One day, when his longing was great upon him, he went out alone upon the Hills of Ruel. There a man met him, a stranger, comely beyond all men he had seen, with dark eyes of dream, and a shadowy smile.

“And so,” he said, “and so, Art the Dreamer, thou art eager to know what way thou mayest meet Etain, in that hour when the shadow of the Shadow is upon thee?”

“Even so; though I know neither thee nor the way by which my name is known unto thee.”

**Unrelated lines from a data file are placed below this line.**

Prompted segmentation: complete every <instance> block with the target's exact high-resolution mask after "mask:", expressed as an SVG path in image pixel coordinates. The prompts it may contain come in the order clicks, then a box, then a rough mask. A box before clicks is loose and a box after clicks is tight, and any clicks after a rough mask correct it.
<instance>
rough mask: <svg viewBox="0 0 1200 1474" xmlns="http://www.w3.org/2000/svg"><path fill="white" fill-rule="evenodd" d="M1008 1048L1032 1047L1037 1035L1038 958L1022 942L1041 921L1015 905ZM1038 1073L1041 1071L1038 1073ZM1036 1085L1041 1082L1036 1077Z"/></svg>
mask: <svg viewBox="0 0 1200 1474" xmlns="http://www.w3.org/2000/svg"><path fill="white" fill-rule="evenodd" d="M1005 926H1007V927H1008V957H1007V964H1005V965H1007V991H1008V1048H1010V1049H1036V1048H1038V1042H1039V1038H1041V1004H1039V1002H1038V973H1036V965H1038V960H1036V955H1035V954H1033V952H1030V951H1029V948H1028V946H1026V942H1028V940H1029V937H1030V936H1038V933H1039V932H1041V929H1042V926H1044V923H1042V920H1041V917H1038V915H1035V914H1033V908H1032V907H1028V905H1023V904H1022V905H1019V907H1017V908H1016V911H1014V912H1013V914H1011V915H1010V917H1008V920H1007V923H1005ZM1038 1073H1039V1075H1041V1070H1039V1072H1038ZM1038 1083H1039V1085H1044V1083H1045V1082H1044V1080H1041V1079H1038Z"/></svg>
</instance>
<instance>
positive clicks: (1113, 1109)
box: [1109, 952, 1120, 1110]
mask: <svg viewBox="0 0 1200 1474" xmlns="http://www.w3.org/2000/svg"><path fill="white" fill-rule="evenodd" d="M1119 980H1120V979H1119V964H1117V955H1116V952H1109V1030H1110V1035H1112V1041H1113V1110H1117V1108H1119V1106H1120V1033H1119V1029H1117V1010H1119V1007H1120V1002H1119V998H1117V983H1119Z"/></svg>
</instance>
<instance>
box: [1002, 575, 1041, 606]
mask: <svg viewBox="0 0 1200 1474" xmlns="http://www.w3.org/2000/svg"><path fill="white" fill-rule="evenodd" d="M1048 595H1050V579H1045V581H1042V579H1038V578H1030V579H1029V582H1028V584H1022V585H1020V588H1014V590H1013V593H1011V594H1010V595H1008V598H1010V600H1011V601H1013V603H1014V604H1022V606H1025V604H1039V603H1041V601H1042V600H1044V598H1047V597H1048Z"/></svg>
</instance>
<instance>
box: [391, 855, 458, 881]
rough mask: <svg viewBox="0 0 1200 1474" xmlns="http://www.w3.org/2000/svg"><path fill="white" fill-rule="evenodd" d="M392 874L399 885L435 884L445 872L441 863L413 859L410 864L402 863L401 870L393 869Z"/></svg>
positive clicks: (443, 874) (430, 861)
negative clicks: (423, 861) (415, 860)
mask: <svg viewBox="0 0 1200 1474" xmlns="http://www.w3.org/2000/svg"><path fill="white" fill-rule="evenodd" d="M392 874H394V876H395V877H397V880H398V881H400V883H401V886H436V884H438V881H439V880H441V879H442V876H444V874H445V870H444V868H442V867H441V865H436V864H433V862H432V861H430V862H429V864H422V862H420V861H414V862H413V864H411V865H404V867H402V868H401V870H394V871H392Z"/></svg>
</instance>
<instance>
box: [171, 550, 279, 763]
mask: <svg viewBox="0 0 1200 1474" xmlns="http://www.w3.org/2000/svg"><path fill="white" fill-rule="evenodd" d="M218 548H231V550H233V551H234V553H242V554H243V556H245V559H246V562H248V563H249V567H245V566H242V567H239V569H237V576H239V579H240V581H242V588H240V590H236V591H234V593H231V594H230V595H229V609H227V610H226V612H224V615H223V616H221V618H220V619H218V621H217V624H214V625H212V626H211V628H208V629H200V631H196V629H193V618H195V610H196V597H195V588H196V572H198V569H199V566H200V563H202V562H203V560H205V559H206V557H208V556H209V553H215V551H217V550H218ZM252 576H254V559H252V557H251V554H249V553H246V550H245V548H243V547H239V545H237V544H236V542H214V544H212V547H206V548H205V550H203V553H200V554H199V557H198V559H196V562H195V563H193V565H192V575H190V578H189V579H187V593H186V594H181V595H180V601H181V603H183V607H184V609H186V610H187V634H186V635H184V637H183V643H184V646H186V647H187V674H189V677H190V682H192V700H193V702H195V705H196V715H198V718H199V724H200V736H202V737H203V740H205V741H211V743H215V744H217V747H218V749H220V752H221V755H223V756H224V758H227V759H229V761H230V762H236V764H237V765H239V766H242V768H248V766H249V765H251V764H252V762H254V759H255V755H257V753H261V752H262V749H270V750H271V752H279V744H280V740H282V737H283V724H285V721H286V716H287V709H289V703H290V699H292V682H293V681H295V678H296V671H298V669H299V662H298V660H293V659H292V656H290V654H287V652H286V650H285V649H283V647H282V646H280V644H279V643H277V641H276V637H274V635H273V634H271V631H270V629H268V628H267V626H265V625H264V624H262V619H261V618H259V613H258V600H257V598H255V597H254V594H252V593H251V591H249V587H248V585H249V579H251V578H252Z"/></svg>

“Oh, for sure I am only a wandering singer. But, now that we are met, I will sing to you, Art my lord.”

Art looked at him frowningly. This man who called him lord spake with heedless sovereignty.

Then, of a sudden, song eddied off the lips of the man, the air of it marvellous light and of a haunting strangeness: and the words were those that Eilidh there sang by the fire.

Through the dusk of silence which that song made in his brain, Art saw the stranger draw from the fawnskin, slung round his shoulders and held by a gold torque, a reed. The man played upon it.

While he played, there was a stirring on the Hills of Ruel. All the green folk were there. They sang.